The aim of this study was to determine, for the first time, the prevalence of hypopituitarism among HFRS survivors.

SUBJECTS AND METHODS

In 60 adults (aged 35.8+/-1.3 yr) who recovered from HFRS 3.7 +/- 0.5 yr ago (median 2 yr), assessment of serum T(4), free T(4), TSH, IGF-I, prolactin, cortisol, and testosterone (in males) was followed by insulin tolerance test and/or GHRH+GH-releasing peptide-6 stimulation tests.

RESULTS

Severe GH deficiency was confirmed in eight of 60 patients (13.3%): in five with multiple pituitary hormone deficiencies (MPHDs) and isolated in three. Thyroid axis deficiency was confirmed in five of 60 patients (8.3%), all with MPHD. Hypothalamus-pituitary-adrenal axis deficiency was observed in six of 60 (10.0%); in five with MPHD and isolated in one. Gonadal axis deficiency was confirmed in seven of 56 male subjects (12.5%): five with MPHD and isolated in two.

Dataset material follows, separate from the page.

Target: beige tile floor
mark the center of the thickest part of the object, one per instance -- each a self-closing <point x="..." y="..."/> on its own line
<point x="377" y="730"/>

Overall six patients (10.0%) had a single pituitary deficit (three GH, two gonadal, and one adrenal), and five (8.3%) had MPHD. The prevalence of patients having any endocrine deficiency was 18% (11 of 60).

CONCLUSION

A high prevalence of hypopituitarism after recovery from HFRS is identified, with magnetic resonance imaging revealing atrophic pituitary and empty sella. Awareness is raised to neuroendocrine consequences of HFRS because unrecognized hypopituitarism significantly affects the physical and psychological well-being.